雷に似た音 つんざく轟音で目が覚めた。
最悪の寝覚めだ。思わず枕に顔を押し付け唸る。不機嫌にちらりと横目に近くに置いてある時計で時刻を確認してみれば先ほど布団に入ってからまだ1、2時間程度しか経っておらず、心の中でチッと舌打ちをした。外は雷雨であり、室内は真っ暗なはずなのに時折暗闇に光が瞬き、窓枠がギシギシと波打ちながらも外の豪雨を防いでいた。
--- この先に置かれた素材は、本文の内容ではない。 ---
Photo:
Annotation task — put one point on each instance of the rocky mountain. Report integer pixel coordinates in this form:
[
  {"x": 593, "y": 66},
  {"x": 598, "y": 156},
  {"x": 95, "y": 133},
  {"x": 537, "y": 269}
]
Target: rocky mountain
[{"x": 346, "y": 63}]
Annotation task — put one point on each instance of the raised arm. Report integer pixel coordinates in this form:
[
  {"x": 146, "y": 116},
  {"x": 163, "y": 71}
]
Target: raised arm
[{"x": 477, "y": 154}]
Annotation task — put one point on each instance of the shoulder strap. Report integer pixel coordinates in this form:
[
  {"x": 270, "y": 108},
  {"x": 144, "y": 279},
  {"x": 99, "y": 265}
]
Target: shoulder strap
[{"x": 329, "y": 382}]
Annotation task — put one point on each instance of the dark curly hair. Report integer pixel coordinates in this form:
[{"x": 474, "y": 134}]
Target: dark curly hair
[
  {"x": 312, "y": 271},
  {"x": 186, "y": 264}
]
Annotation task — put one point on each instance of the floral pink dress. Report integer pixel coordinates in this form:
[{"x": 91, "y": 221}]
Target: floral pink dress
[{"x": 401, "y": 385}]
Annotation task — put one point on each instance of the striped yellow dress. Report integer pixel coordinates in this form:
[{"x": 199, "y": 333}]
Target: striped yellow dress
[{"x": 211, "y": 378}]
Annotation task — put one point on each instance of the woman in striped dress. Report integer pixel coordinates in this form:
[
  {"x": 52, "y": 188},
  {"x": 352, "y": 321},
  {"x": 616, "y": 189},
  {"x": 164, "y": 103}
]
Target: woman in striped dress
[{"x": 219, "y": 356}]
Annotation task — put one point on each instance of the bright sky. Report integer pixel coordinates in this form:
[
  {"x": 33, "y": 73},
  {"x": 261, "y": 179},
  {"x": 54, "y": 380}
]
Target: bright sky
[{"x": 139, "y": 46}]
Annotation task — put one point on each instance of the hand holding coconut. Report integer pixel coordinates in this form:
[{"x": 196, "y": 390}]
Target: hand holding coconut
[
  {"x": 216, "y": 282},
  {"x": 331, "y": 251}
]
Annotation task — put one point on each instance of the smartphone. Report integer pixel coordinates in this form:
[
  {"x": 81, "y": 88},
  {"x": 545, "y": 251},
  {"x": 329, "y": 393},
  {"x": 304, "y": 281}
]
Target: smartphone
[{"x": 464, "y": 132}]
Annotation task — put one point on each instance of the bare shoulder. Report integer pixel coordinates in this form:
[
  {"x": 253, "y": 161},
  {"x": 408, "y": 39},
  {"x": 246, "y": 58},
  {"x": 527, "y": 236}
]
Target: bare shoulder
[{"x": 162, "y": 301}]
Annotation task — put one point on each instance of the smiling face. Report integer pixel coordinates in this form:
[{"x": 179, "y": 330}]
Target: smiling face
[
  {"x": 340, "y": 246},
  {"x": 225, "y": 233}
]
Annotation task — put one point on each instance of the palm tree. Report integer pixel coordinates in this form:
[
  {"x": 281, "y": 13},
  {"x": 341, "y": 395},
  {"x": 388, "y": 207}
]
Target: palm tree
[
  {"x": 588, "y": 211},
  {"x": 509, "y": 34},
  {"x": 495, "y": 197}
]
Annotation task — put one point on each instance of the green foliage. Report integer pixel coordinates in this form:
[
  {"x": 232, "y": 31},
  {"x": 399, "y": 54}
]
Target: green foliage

その音を遮断するように布団をさらに自身に覆いかぶせてまた目を閉じていたが、音はますます大きくなるばかり。安眠を諦めた参謀はベッドからモゾりと動くと、蝋燭に火をつけ部屋に光を灯し、この嵐を過ぎ去ることを待つことにした。
「せっかくあの忌々しい将校殿から開放される一時なのに、こんな雷雨ごときに邪魔されるとは……」と小言を呟きながらも、得意の工具で個人的な趣味で作成した兵器や機械の修繕をしながらいくらか経った頃。
ふと、どこかで何か音が聞こえた。
参謀は作業を止め、顔を上げて周りを見渡し耳をすませてみたが、ガタガタザワザワと風と雨の音が邪魔をしてもうよく聞こえなくなっていた。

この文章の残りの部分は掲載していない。